As discussed above, comprehensive understanding of the targeting spectrum of various drugs is critical for drug mechanism studies and the developments of multi-drug treatment, the so-called polypharmacology [19]. Even in the case that the molecular mechanisms for a drug/compound are well studied, unexpected side effects or toxicity of are often observed [19–21]. Therefore, it is of great value and importance to construct comprehensive drug-target network using diverse sources of information.

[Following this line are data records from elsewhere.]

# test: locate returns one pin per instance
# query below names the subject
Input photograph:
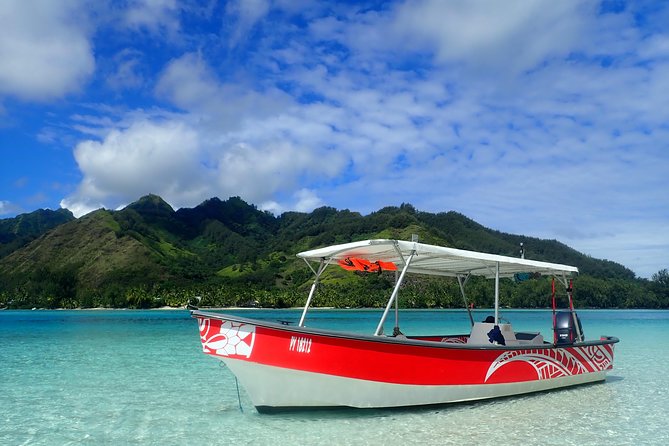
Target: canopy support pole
(393, 296)
(321, 268)
(462, 284)
(497, 293)
(396, 329)
(570, 294)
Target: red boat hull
(284, 366)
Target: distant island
(229, 253)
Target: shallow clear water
(120, 377)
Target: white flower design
(233, 339)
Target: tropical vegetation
(229, 253)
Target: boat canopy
(435, 260)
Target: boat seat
(480, 330)
(530, 338)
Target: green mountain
(19, 231)
(230, 253)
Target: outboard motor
(565, 329)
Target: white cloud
(4, 207)
(245, 13)
(44, 48)
(542, 119)
(148, 157)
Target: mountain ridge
(148, 253)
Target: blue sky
(549, 119)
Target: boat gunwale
(408, 341)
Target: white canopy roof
(436, 260)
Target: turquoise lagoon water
(139, 377)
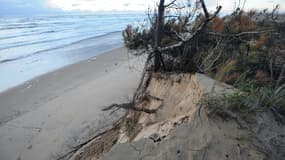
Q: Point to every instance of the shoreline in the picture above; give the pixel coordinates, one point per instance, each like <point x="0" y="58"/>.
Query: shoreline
<point x="58" y="69"/>
<point x="15" y="73"/>
<point x="63" y="108"/>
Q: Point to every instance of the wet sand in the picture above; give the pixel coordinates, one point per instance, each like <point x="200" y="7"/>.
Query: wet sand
<point x="45" y="117"/>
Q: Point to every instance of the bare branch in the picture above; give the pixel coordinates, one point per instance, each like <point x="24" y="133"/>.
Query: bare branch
<point x="239" y="34"/>
<point x="169" y="4"/>
<point x="207" y="15"/>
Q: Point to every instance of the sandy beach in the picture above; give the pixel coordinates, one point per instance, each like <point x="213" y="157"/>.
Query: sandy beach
<point x="45" y="117"/>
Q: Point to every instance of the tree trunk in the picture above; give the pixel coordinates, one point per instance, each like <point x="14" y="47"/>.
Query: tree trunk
<point x="157" y="36"/>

Current approaches for computational drug target identification can be roughly categorized into three groups: ligand-based, target-based, and phenotype-based [19]. Ligand-based approaches assume that similarity in chemical structures between drugs indicates similar targeting activities. A well known example in this category is the QSAR method (Quantitative Structure Activity Relationship), which uses 2D topological feature vectors (to encode atom types and their bonding structure) of drugs to train machine learning models in order to predict their binding activity towards specific target proteins [19, 22]. However, decent performance of ligand-based approach requires a large enough number of known ligands for target proteins of interest, which may be difficult to meet in practice [20].
A second category of methods looks at the similarity between target proteins to predict drug-target interactions, based on proteins' structure, sequence, evolutionary, as well as functional information [23]. Several recent studies integrate sequence features of targets with ligand fingerprints to train machine learning models for drug-target interaction prediction [24–27]. One well known method in this category is docking analysis, which predicts the preferred orientation of drug candidates to potential target proteins when they are bound to each other to form a stable complex [28]. However, docking analysis cannot be applied to proteins whose 3D structures are unknown. It is of limited utility on a genome-wide scale [29].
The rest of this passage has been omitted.